Le procès d'un vaste trafic de faux papiers pour l'obtention de titres de séjour, organisé sur fond de corruption, avec la complicité d'un avocat, de faussaires et d'une fonctionnaire, s'est ouvert lundi à Versailles.
Un avocat, un boucher, des faussaires, une femme agent d'accueil de la préfecture du Val-de-Marne... Au total, 21 personnes de 30 à 61 ans, dont douze demandeurs de titres de séjour, sont jugées devant la 7e chambre correctionnelle, notamment pour "corruption active et passive", "faux et usage de faux" et "obtention indue de documents administratifs", entre 2006 et 2010.
A la tête de la filière, un boucher du Val-de-Marne de 57 ans, Lahoucine Jouan, déjà condamné pour escroquerie, et épaulé dans sa défense par l'avocat de Nicolas Sarkozy, Me Thierry Herzog.

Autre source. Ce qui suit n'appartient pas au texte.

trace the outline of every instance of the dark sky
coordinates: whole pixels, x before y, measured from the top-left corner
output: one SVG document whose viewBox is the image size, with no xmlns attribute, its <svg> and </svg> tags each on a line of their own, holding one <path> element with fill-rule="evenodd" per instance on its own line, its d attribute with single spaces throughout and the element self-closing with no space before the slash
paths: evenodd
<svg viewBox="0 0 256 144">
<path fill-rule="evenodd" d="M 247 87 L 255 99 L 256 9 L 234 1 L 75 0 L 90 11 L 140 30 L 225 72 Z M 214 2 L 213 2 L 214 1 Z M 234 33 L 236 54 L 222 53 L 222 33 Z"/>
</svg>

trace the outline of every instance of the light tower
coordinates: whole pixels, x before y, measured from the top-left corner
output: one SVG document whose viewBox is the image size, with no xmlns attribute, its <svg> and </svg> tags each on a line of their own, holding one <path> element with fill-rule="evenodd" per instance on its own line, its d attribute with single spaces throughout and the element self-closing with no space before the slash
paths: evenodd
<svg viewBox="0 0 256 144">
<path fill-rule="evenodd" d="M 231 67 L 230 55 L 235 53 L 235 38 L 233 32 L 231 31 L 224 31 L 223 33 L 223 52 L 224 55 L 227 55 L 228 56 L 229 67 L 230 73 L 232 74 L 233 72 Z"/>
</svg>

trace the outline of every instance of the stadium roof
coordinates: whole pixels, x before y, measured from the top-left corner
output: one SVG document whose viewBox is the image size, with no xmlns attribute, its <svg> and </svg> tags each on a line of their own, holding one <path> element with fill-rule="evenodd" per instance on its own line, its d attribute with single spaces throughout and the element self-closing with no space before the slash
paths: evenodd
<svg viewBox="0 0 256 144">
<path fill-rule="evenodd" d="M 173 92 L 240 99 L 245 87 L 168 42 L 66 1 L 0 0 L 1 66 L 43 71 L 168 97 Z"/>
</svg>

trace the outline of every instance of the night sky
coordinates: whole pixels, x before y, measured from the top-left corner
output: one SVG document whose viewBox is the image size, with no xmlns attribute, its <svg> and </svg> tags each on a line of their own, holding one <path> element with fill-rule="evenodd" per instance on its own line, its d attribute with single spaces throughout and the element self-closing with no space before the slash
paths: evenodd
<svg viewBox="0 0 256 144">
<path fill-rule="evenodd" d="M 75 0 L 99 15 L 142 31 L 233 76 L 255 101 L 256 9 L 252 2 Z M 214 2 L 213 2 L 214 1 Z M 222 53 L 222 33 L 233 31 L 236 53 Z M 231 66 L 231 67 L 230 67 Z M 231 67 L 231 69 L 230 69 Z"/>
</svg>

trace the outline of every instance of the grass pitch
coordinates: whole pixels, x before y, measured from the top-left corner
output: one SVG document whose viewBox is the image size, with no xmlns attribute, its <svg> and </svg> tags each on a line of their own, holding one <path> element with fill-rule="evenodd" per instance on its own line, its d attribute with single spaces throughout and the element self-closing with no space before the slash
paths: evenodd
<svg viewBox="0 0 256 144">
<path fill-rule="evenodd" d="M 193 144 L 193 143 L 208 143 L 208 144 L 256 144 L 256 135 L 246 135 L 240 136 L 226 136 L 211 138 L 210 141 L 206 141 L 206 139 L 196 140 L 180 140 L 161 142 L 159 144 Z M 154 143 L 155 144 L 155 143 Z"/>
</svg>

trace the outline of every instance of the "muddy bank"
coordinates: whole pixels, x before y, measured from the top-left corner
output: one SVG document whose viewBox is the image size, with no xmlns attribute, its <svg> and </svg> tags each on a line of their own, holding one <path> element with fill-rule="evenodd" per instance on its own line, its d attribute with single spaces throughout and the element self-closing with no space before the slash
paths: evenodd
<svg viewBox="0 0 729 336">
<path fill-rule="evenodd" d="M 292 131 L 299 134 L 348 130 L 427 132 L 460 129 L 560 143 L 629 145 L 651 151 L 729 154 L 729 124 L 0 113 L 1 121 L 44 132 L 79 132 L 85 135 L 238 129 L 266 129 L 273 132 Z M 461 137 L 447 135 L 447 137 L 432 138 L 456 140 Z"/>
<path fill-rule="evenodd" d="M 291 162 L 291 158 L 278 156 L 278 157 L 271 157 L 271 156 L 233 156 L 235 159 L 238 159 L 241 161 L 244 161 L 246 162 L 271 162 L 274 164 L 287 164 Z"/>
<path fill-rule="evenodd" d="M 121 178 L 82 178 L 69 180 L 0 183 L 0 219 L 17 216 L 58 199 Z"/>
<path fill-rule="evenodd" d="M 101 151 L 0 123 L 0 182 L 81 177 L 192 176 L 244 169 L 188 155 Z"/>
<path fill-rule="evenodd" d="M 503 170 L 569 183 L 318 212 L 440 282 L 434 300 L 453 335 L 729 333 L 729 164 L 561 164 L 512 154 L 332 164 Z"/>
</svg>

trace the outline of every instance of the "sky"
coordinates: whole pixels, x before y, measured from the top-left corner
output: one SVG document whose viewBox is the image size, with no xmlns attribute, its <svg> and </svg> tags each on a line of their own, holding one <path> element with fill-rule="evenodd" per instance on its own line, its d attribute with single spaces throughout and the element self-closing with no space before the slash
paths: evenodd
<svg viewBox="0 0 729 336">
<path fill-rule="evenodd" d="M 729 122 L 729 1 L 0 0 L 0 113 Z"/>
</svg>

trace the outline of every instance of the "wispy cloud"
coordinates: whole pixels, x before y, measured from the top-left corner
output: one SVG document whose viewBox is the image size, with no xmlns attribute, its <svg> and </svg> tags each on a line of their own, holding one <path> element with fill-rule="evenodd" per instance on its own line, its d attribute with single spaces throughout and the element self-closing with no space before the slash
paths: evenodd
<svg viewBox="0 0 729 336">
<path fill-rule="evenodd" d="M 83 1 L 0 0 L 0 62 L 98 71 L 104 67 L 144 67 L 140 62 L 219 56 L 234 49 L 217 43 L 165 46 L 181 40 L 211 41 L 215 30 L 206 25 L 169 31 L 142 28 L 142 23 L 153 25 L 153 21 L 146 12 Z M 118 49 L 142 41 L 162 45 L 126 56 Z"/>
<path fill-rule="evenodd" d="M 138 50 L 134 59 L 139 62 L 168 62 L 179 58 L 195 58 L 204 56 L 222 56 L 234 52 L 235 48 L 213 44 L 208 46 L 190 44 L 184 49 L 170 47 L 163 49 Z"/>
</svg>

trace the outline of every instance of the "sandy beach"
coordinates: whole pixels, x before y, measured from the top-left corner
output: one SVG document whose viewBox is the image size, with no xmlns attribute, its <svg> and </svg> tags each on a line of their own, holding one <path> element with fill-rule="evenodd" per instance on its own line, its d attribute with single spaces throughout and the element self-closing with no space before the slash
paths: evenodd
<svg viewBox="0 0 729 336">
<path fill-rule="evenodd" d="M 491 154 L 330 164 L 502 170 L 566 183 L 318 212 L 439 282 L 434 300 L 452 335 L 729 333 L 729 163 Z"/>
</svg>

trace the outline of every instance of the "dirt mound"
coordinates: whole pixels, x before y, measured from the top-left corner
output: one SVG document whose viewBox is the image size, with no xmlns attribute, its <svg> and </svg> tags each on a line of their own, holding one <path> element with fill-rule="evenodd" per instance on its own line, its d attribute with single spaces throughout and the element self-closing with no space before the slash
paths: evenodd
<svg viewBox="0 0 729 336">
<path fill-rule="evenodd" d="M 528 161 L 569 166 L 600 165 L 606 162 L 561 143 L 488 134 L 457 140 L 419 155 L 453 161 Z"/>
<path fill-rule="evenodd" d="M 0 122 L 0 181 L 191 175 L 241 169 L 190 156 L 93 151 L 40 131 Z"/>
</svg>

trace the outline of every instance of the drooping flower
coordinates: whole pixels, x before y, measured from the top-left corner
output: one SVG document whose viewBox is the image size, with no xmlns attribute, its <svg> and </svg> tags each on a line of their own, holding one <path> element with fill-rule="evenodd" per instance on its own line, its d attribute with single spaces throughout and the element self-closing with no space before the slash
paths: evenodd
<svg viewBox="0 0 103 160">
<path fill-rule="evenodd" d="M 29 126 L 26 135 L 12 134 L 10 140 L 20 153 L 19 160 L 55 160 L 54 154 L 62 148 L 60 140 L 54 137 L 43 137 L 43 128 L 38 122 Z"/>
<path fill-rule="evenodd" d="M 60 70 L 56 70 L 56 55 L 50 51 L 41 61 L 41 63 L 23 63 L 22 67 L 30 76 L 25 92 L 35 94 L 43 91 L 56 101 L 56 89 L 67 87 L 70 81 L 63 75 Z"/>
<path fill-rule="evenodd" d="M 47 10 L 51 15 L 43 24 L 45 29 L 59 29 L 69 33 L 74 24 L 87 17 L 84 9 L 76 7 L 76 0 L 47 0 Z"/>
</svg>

Ce gérant de plusieurs boucheries est suspecté d'avoir procuré à environ une vingtaine de "clients" des faux documents censés attester de leur présence d'au moins 10 ans sur le territoire français ou d'un état médical grave. Selon l'accusation, la filière fonctionnait avec la complicité de faussaires et d'un avocat algérien inscrit au barreau de Paris, Me Mohamed Laribi, qui complétait et déposait les dossiers falsifiés dans les préfectures des Yvelines et du Val-de-Marne.
Avocat "désargenté" et "peu regardant", Me Laribi a peut-être "dépassé les limites de la déontologie", mais "il n'a pas fabriqué de faux", a indiqué son conseil Me Pascal Bruelle. Les demandeurs auraient versé entre 1.000 et 15.000 euros à M. Jouan et ses complices pour obtenir un titre de séjour, sachant que leur dossier comportait tout un kit de faux documents: certificats médicaux, fiches de paie, attestations de scolarité et d'hébergement...
L'affaire débute fin 2007 lorsque les fonctionnaires de la police aux frontières (PAF) mettent en cause un ressortissant tunisien après avoir découvert des faux documents dans son dossier à la préfecture des Yvelines, à Versailles.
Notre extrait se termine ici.